3. No. Buy Motion X Drive. But first make sure it has the roads you intend to drive. Some obscure 4x4 path isn't gonna be known to it.

4. Yes. It can record a track, and has a share button to send that to people via email. Or posting it to some social media sites. The easiest is their Facebook app; see http://support.motionx.com/motionx-gps/do-you-have-a-website-for-all-my-tracks-and-my-waypoints/. But remember unless you give the info by recording a track and sending the data it won't automatically track you like a SPOT or the NSA.

You should also know that Motion X can follow a track you create, which essentially means going from one waypoint to the next in a chain. A track is just a sequential set of waypoints. You might need many, if there are lots of twists and turns, or maybe just two, if you're driving straight for 8 miles to one point on the other side of a dry lake. But Motion X sucks at creating, as opposed to recording, tracks. GaiaGPS does a much better job of that. You just tap and hold to create the first waypoint on the map, and then the second, and so on. Then save it as a track and tell GaiaGPS to guide you from one to the other, which it does in sort of like turn by turn directions (instead of "turn left at Main St" you'd get "go 365' at 235 degrees." The cool thing is that it would update as you wander around, since unlike Drive it doesn't assume you're driving straight down a road to a known intersection).

HTH,
Rob

Thanks for the info. It's not that I am unfamiliar with navigation, I was just wondering if I was able to map a route with the app. Now that I understand how this app works along with the companion app motion x drive I have a better idea of how I want to do this.
 

Jr_Explorer

Explorer
I had to laugh. To explain it to someone like they are 5 takes 2 seconds. Give it to a 5 year old and they have it up and running in a jiffy! Damn kids these days are practically chipped straight from the womb! LOL!
 

robgendreau

Explorer
So true. And 5 year olds definitely don't navigate on a turn-by-turn basis, sticking to know vectors; they're strictly straight-line to next point of interest....
 

TheDave

New member
Robgendreau got it right. I have 2 things to add.

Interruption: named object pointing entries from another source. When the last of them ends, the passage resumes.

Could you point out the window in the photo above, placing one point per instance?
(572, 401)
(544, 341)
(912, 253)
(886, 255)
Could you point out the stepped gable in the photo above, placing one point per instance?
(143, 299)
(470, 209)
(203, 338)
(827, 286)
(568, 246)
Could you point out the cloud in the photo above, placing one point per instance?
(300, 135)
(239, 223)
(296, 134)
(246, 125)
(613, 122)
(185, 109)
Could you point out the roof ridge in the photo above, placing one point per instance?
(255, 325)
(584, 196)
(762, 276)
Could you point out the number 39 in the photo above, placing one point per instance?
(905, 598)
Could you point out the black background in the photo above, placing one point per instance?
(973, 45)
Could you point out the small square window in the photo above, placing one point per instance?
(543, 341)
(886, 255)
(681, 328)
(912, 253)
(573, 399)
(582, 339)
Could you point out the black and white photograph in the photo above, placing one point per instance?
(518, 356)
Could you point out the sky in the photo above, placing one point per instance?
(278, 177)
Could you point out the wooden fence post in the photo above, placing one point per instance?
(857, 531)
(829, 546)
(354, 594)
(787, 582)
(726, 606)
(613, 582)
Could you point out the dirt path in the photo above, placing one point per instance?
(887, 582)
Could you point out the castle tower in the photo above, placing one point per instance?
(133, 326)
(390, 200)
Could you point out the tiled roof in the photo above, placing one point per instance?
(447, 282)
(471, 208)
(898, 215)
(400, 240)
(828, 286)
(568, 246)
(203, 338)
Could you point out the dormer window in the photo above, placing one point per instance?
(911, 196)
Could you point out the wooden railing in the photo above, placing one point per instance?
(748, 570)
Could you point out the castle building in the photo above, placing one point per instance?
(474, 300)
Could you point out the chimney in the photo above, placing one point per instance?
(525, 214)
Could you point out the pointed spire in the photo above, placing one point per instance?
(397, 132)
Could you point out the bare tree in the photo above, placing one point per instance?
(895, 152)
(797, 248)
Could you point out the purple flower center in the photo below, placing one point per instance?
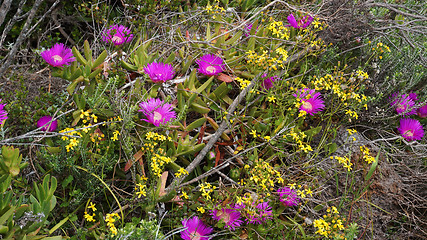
(211, 69)
(409, 133)
(400, 107)
(195, 236)
(308, 106)
(57, 58)
(157, 116)
(117, 39)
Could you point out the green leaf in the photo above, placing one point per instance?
(373, 167)
(95, 73)
(87, 51)
(170, 58)
(233, 39)
(197, 123)
(199, 108)
(208, 33)
(313, 131)
(128, 66)
(205, 85)
(78, 56)
(100, 59)
(6, 215)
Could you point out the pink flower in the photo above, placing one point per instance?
(47, 124)
(403, 103)
(422, 111)
(411, 129)
(157, 111)
(3, 113)
(159, 72)
(196, 229)
(210, 65)
(413, 96)
(248, 28)
(58, 56)
(262, 213)
(288, 196)
(303, 22)
(229, 216)
(311, 101)
(117, 34)
(268, 82)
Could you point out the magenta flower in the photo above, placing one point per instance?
(47, 124)
(411, 129)
(267, 83)
(422, 111)
(248, 28)
(58, 56)
(159, 72)
(117, 34)
(229, 216)
(403, 103)
(303, 22)
(157, 111)
(210, 65)
(311, 100)
(3, 113)
(196, 229)
(288, 196)
(413, 96)
(262, 213)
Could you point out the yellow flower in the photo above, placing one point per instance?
(272, 99)
(92, 206)
(201, 209)
(184, 195)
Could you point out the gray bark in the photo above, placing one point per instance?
(4, 9)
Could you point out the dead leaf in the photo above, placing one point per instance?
(224, 77)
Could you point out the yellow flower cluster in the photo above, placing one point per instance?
(115, 136)
(352, 114)
(88, 118)
(318, 25)
(331, 223)
(284, 55)
(345, 161)
(343, 88)
(88, 216)
(301, 192)
(110, 219)
(298, 137)
(264, 60)
(362, 75)
(96, 136)
(368, 158)
(206, 190)
(351, 132)
(279, 30)
(322, 227)
(263, 175)
(181, 172)
(72, 141)
(140, 190)
(158, 162)
(113, 119)
(201, 210)
(243, 82)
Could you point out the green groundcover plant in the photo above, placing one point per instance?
(222, 135)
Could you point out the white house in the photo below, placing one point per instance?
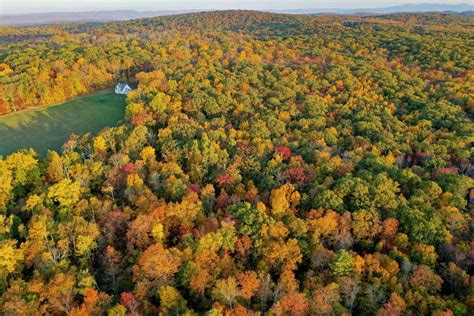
(122, 88)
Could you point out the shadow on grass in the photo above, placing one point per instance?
(49, 128)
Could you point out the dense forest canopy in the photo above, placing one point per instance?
(268, 164)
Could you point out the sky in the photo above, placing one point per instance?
(33, 6)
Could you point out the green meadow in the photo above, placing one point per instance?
(48, 128)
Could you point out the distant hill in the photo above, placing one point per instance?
(120, 15)
(423, 7)
(90, 16)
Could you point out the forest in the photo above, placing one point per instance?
(268, 164)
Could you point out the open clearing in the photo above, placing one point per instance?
(48, 128)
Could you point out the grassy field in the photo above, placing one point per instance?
(48, 128)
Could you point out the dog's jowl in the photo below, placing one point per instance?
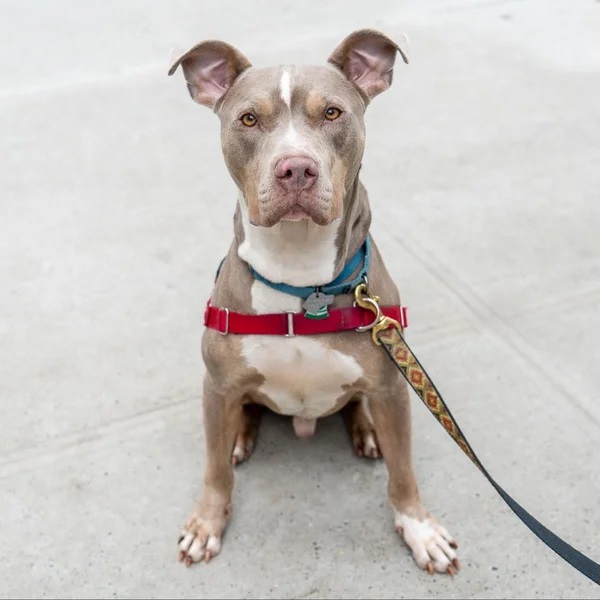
(278, 333)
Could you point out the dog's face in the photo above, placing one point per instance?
(292, 137)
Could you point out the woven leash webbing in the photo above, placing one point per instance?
(400, 353)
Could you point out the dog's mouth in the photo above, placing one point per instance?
(296, 213)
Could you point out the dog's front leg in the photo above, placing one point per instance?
(201, 536)
(432, 546)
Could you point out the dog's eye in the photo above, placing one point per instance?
(249, 120)
(332, 113)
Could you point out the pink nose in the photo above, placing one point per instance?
(297, 173)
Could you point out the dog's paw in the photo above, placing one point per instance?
(200, 537)
(432, 546)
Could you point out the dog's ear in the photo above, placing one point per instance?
(366, 57)
(210, 68)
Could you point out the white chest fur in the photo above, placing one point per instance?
(303, 377)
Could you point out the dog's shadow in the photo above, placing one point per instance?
(283, 464)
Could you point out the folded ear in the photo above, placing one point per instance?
(367, 58)
(210, 68)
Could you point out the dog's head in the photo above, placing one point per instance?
(292, 136)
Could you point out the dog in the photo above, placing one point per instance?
(293, 140)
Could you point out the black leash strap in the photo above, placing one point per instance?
(401, 355)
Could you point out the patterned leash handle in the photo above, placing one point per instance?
(399, 352)
(414, 373)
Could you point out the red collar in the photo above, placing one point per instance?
(295, 323)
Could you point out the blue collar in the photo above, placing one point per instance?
(338, 286)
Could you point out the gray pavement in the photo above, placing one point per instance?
(482, 166)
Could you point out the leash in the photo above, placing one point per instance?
(387, 333)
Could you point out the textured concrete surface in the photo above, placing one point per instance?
(115, 207)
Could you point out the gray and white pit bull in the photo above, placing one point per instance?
(293, 140)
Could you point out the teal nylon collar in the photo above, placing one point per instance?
(338, 286)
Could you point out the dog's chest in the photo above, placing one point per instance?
(302, 376)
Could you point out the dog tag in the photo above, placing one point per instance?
(315, 305)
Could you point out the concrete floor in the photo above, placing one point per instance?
(482, 165)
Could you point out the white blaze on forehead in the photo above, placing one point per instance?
(285, 88)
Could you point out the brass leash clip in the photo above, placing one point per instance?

1. I used it to record a track this weekend and it worked great. It will be really useful to find your way back, and to get to a spot in the future. Also you can share tracks once they are recorded.

2. There is a feature to download offline maps so you will be able to view a map when you have no service.
 

RobRed

Explorer
Sempertoy - Have you read my FAQ?

Just kidding. :)

I think most of the info you wanted to confirm has been given. If you see a place where I can improve that FAQ to simplify it I'm all ears.

I consider motion X GPS HD to bethe most useable of the available apps but consider trying several to find the one you like best... I have about 25 nav apps and find Mx is still the go to but occasionally I'll use a feature from another app. Sometimes running 2-3 GPS apps at a time.